"Moore at Locks" by Edith Newhall
John Moore is an acclaimed contemporary realist painter whose work explores studio interiors, urban architecture, and in his most celebrated work, the post-industrial landscape. While his paintings evoke a sense of realism, Moore’s masterful surfaces upon close inspection do not concede to the rigid glossy façade of photorealism, instead maintaining a uniquely felt touch. Using a variety of detailed brushwork, the surfaces are built up in luminous layers of contrasting hues. The scenes presented in his work further subvert true realism, though based off of en plein air sketches, photographs, and observational study in his studio. Moore re-imagines each perspective by combining disparate elements from his observations of various sites, re-rendering architecture and the landscape to suit his sophisticated compositions.
After his early explorations of interior architecture and still lifes, he expanded his subject matter to cityscapes. In the 1980s, he first visited Coatesville, Pennsylvania, revisiting the steel mills where Ralston Crawford, Charles Demuth and fellow Precisionist painters had worked. For the subsequent decades, Moore would further their legacy with his unique New Realist perspective, painting Coatesville and other post-industrial sites like that of Frankford, Philadelphia, where his studio is based. Moore continues to revisit sites and expand his gaze to new ones, exploring the lifespan of American industry and architecture through his meditative and luminous paintings.
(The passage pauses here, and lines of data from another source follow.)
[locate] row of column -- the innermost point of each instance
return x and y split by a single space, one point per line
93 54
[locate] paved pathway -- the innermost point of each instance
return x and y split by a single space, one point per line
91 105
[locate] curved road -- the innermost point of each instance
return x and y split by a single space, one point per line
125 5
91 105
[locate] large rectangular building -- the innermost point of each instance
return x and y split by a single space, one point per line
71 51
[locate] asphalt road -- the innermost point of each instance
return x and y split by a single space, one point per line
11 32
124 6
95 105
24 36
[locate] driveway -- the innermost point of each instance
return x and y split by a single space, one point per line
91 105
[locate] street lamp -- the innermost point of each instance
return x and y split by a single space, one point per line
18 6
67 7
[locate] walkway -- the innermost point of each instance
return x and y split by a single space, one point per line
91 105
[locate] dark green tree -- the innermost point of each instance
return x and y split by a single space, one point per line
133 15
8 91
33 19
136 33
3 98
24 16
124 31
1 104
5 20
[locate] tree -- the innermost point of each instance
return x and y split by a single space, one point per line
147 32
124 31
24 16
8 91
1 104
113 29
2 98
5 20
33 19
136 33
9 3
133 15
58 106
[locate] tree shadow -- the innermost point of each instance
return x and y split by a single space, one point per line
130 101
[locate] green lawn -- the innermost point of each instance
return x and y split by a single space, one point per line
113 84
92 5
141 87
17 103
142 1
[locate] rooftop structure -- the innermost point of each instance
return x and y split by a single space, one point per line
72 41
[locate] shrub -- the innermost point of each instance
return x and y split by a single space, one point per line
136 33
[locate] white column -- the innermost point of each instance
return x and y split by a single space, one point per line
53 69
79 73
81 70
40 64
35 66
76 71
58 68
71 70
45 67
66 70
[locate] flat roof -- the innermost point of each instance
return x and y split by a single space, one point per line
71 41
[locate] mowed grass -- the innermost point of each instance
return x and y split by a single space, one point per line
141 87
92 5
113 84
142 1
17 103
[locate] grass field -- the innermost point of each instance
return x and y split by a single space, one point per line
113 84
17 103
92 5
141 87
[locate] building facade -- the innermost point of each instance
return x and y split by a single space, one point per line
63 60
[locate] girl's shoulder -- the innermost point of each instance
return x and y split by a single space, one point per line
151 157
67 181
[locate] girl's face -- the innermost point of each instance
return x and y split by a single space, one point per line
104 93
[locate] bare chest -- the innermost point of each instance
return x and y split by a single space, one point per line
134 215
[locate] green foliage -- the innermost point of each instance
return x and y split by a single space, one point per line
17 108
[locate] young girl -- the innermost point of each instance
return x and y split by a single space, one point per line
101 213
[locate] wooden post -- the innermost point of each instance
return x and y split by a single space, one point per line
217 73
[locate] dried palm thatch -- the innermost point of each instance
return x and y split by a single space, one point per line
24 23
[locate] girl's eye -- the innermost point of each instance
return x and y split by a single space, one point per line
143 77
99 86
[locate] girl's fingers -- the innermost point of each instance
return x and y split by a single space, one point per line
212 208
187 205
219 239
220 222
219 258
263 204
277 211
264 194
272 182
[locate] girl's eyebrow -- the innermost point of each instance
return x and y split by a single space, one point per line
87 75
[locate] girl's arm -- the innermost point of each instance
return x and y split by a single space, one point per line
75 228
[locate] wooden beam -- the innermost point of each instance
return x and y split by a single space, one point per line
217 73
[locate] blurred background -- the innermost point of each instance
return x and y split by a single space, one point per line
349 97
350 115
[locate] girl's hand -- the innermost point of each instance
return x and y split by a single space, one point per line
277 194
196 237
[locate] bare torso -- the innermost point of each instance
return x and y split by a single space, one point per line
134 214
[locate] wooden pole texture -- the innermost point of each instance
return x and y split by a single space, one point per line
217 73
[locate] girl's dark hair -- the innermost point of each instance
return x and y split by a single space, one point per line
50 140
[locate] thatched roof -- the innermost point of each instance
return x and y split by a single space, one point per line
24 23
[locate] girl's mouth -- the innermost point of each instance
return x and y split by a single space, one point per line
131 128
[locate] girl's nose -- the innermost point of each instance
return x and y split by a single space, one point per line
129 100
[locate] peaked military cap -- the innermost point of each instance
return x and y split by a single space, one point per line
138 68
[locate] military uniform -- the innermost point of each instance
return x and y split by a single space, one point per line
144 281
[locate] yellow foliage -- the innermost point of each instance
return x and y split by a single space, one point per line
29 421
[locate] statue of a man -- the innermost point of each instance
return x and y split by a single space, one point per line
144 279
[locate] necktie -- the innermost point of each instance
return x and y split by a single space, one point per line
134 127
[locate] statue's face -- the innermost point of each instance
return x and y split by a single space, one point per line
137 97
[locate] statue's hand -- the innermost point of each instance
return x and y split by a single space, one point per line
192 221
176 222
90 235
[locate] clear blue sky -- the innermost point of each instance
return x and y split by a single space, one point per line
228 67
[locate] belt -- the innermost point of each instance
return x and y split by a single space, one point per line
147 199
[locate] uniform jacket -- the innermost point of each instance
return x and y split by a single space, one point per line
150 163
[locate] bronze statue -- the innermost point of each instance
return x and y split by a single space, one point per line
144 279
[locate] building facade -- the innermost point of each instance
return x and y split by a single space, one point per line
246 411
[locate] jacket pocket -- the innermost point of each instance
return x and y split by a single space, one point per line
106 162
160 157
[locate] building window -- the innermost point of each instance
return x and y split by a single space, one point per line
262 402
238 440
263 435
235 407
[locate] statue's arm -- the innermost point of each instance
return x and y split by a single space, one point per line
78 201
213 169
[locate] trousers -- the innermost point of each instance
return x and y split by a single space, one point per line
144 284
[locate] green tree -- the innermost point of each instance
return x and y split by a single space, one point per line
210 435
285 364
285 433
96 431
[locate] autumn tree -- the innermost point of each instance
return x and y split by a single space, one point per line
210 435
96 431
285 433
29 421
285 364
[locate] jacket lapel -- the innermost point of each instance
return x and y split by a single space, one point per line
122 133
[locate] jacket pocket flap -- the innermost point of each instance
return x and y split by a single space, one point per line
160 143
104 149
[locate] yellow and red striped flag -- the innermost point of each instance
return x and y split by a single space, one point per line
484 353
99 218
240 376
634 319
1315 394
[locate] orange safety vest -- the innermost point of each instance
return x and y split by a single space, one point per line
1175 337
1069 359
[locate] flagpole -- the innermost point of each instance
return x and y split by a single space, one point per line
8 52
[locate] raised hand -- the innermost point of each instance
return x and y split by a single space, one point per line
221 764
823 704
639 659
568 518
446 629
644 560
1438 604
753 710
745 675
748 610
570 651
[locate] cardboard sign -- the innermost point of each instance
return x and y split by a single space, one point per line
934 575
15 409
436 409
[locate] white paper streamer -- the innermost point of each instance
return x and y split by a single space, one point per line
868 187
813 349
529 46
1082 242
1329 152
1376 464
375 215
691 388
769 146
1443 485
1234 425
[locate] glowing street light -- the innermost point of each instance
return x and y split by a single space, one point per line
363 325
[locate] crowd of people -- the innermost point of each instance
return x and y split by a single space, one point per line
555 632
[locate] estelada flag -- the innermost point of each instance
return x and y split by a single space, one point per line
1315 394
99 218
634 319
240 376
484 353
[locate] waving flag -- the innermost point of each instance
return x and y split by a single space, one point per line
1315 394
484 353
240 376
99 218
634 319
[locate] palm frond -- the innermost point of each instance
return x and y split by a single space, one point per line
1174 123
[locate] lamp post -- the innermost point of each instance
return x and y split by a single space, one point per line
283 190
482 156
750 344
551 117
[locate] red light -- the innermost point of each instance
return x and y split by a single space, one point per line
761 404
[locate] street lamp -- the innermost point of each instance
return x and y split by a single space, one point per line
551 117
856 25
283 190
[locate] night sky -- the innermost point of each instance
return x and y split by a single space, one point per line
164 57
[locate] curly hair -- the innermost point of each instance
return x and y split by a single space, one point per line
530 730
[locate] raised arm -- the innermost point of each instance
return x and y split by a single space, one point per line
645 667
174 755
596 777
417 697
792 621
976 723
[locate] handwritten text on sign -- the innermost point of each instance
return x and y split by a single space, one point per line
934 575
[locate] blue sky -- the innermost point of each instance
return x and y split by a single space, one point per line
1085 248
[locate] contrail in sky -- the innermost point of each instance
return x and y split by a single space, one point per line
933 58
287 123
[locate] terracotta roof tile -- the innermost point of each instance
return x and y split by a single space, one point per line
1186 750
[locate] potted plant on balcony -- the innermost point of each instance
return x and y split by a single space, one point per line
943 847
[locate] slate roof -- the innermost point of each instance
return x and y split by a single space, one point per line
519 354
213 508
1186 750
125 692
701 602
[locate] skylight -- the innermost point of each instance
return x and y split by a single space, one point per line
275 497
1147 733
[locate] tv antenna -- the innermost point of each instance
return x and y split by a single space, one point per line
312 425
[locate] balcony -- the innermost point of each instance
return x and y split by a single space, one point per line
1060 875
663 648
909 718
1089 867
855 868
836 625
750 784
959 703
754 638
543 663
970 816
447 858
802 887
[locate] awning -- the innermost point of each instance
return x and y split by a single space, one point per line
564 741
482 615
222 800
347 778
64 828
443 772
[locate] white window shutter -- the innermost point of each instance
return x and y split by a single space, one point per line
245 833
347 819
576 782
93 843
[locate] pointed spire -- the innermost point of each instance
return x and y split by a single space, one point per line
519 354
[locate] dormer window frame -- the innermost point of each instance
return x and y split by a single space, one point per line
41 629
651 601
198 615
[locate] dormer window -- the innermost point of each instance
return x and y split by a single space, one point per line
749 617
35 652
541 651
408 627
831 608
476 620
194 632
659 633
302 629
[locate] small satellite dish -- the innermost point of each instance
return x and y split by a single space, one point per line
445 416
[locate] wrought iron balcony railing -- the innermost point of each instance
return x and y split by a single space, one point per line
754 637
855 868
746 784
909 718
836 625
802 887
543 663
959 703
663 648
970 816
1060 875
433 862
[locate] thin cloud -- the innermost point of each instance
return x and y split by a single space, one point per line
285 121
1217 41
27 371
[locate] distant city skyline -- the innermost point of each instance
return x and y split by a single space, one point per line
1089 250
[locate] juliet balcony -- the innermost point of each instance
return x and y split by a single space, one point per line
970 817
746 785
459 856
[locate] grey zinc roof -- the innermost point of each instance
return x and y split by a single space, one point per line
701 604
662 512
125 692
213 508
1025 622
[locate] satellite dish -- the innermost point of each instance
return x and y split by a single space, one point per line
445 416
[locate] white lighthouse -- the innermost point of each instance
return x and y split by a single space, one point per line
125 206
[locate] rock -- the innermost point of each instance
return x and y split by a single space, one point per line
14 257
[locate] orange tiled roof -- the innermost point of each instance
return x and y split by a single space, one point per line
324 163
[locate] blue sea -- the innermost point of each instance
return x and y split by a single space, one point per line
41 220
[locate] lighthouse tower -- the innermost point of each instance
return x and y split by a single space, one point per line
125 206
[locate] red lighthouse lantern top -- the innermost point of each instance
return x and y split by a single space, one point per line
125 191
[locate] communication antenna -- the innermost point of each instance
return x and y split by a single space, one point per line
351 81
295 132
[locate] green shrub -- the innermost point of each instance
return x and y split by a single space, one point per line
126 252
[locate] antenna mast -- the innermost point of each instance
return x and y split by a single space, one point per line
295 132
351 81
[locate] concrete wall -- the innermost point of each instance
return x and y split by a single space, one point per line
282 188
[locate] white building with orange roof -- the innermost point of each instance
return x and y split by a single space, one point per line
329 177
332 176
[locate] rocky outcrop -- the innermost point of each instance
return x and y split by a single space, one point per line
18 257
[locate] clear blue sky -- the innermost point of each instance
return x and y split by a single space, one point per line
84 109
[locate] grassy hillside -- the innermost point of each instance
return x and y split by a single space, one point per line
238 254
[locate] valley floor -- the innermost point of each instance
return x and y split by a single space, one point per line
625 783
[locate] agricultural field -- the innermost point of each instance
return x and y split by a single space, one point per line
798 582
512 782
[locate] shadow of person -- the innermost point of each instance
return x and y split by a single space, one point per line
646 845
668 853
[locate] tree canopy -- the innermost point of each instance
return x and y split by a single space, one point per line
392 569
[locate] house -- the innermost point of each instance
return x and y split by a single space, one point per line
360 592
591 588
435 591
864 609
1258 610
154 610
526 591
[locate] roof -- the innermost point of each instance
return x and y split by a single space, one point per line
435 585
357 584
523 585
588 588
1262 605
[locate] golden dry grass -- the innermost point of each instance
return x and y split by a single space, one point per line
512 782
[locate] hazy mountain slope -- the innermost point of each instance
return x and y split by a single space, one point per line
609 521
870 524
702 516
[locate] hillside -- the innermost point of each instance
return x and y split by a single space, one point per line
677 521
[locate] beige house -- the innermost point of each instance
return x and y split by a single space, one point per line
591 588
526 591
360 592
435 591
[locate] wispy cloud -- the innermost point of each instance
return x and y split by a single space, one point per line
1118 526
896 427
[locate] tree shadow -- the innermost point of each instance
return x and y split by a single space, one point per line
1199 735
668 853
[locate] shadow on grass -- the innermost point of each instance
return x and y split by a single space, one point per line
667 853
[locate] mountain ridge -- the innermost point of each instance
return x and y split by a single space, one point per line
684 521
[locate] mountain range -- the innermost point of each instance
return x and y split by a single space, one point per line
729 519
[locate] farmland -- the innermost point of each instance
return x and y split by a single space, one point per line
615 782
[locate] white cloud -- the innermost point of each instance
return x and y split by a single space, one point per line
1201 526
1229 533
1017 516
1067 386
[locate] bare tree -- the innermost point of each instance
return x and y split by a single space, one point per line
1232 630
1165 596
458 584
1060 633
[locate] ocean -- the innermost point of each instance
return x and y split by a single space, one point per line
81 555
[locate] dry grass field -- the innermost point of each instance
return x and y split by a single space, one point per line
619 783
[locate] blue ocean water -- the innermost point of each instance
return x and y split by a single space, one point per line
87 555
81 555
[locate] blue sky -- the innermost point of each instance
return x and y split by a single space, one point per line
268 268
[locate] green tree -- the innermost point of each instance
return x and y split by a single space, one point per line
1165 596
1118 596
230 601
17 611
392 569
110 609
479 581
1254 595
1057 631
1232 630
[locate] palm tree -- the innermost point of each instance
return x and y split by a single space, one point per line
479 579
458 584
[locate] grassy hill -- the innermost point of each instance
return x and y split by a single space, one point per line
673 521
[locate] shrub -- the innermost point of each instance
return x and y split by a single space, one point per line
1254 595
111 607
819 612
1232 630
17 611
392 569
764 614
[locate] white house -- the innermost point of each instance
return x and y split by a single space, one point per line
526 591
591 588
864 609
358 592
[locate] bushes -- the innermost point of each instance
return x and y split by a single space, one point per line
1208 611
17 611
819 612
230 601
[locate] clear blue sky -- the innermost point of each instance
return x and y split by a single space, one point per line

Moore is also an honored educator; as the former Gutman Professor of Fine Arts in the School of Design at the University of Pennsylvania, he was the chair of the department for ten years. He previously headed the graduate painting program at Boston University, and taught at the Tyler School of Art of Temple University and the University of California, Berkeley. At Washington University he completed his BFA and went on to receive an MFA from Yale University. Moore was elected to the National Academy of Design and has been honored several times by the American Academy of Arts and Letters. His paintings are included in major collections such as the Art Institute of Chicago, the Metropolitan Museum of Art, the Museum of Fine Arts, Boston, the Pennsylvania Academy of Fine Arts, the Philadelphia Museum of Art, the San Francisco Museum of Modern Art and many others. The artist has exhibited with the gallery since 1976.